The ongoing homelessness crisis is another issue that could do with a cool hundred million dollars. A Stuff article reports that it will cost $4.1 million to house 100 homeless people in Christchurch. At that rate, if the $130 million we currently spend yearly on refugees was used on housing our own people, it would cover the housing of close to 3,000 Kiwis.
3,000 is close to the number of people currently believed to be homeless in Auckland. Since the vast majority of those homeless are Kiwis, it seems neglectful, if not callous, to spend $130 million on refugees instead, especially when that money could simply buy the houses to put almost 1,000 homeless in (assuming a house homes four people and costs $600,000).
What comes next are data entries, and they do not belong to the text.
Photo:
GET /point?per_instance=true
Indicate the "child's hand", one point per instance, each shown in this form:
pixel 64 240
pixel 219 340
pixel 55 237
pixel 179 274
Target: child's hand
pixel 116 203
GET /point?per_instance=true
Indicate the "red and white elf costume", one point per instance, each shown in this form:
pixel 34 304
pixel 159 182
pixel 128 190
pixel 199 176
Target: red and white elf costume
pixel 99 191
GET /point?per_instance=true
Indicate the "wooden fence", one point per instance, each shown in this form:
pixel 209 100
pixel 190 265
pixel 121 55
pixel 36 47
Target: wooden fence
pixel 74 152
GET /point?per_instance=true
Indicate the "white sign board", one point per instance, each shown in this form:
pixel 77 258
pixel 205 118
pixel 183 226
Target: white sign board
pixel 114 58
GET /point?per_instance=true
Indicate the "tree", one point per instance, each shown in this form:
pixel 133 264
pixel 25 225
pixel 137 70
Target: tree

Many of those Kiwis will have paid into the social system themselves through taxation or through service. It’s cruel to house foreigners at their expense.
Helping our own is more cost effective than importing refugees and helping them instead, because there is no language or cultural barrier to overcome and thus no need for interpreters or cultural guides. It is also much better for social cohesion, because our own usually have families that live here, and a whole family is lifted if their weakest member is helped.
Perhaps most appallingly, the New Zealand Parliament decided in 2015 that providing free breakfasts and lunches to the poorest 20% of schoolchildren, at a cost of $10-14 million, was too expensive. It seems incredible on the face of it, but our rulers are willing to spend ten times more on importing dependent foreigners than on feeding their own hungriest children!
A society that imports dependent foreigners and takes care of them, while leaving its own children to go hungry during the day, is one that cannot long survive. The inherent contradiction means that few of the next generation will have any confidence in the system, and will withdraw or revolt, as there is no point in contributing to a nation that treats its own worse than it does outsiders. It’s better to let it die and start again.
It’s important to underline here that, although spending a nine-figure sum of money on refugees while neglecting your own people is an act of evil, it’s not the refugees themselves who ought to take the blame. At worst, they are merely the receivers of stolen goods, in that they accepted the inheritance that our ruling class had stolen from us. There’s no shame in taking advantage of people as foolish as we have been.
The blame for not being able to house our own people and feed our own kids falls squarely on our own politicians who control the spending of our tax money, and on us for letting those politicians get away with it.
They are the ones who leave the people they’re representing to die while they lavish money on foreigners instead. They are the ones who distract us with emotive rhetoric about “doing the right thing” while ignoring the needs of the people they rule over. They are the ones who promote the idea that anyone complaining about their evil is themselves evil: a racist, white nationalist, Nazi, speaker of hate or similar.
Much of the suffering that Kiwis at the back of the queue are enduring is only happening because our rulers are spending the money on importing refugees instead. Lowering the refugee quota to zero would free up $130 million to spend on amenities for those among us who are doing it hard. It’s a lot of money, and all we lose is virtue signalling opportunity.